Um levantamento realizado pelo ETCO, em parceria com o Instituto Brasileiro de Economia da Fundação Getúlio Vargas (FGV IBRE), revela que 16,9% do PIB — cerca de R$ 1,17 trilhão — são originários da economia informal. Está inclusa nesse cálculo a  produção de bens e serviços não declarados ao governo. A sonegação de impostos e contribuições reduz os custos e eleva o lucro dessas empresas de forma ilegal.

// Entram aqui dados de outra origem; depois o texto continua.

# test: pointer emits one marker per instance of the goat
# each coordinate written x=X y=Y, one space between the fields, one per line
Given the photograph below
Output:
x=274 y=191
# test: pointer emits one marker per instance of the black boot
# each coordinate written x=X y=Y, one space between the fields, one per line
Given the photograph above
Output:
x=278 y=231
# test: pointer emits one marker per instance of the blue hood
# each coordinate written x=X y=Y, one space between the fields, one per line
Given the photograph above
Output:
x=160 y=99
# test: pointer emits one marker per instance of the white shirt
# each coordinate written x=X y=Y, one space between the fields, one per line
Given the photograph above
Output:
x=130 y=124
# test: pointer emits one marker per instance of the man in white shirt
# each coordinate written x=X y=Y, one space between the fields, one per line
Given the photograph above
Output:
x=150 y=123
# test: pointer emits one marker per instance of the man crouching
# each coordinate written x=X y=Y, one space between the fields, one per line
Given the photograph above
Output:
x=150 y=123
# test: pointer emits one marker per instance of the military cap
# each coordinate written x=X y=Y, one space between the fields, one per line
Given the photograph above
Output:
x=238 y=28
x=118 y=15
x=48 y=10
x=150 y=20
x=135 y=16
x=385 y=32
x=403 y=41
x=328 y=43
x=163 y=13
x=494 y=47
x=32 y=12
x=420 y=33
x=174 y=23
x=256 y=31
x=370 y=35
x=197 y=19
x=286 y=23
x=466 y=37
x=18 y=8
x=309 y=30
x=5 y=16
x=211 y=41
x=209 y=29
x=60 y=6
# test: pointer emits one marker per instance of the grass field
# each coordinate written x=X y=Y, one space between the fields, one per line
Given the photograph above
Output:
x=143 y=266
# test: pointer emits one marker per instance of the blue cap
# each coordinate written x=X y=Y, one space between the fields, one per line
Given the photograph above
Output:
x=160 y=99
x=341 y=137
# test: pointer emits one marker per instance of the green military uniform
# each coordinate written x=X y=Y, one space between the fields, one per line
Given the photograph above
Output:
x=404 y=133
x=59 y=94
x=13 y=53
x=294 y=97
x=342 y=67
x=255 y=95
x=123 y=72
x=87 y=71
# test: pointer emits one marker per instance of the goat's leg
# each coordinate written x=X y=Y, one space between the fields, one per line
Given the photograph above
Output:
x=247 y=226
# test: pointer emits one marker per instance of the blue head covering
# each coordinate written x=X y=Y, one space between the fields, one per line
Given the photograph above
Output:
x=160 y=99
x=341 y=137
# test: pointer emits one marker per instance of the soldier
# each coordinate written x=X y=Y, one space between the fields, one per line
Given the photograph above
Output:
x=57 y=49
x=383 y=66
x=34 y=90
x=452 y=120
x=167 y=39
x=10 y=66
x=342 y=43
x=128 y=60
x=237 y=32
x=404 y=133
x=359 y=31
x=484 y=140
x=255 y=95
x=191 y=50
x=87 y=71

“Enquanto isso, nós, que queremos estar em dia com nossas contribuições, encontramos todos os tipos de dificuldades. Muitos ‘penduricalhos’ vêm sendo
colocados ao longo dos anos, e muitas vezes o próprio Fisco não consegue entender todo esse mecanismo” — destacou Edson Vismona, presidente do ETCO e do Fórum Nacional Contra a Pirataria e a Ilegalidade, durante o painel Tributação e Economia Sustentável.
Para ele, práticas efetivas que garantam a fiscalização e a concorrência leal não são somente uma questão de ética e legalidade, mas, sim, um passo fundamental para o desenvolvimento do
país. No caso dos cigarros, segundo Vismona, a diferença no preço é drástica: se um maço de cigarro legal é vendido por R$ 7, o obtido por meio de contrabando pode custar apenas R$ 3.
— Nosso mercado está sendo entregue ao tráfico desses produtos ilegais. Em estados como Mato Grosso do Sul, por exemplo, 82% do cigarro consumido é oriundo do contrabando.
O crime organizado se financia com esses bilhões que são sonegados.

SOBREVIVÊNCIA DO SETOR

Para solucionar a questão dos produtos paralelos e garantir a sobrevivência das empresas do setor, um grupo composto por diversos players vem discutindo propostas para viabilizar o comércio legal e, assim, beneficiar tanto as empresas quanto o governo. Uma das soluções seria a revisão do modelo de tributação dessas indústrias.
— Concordamos que a carga tributária desses produtos precisa ser elevada. Mas temos que olhar a demanda, atuar para reprimir as organizações criminosas que se beneficiam com esse dinheiro.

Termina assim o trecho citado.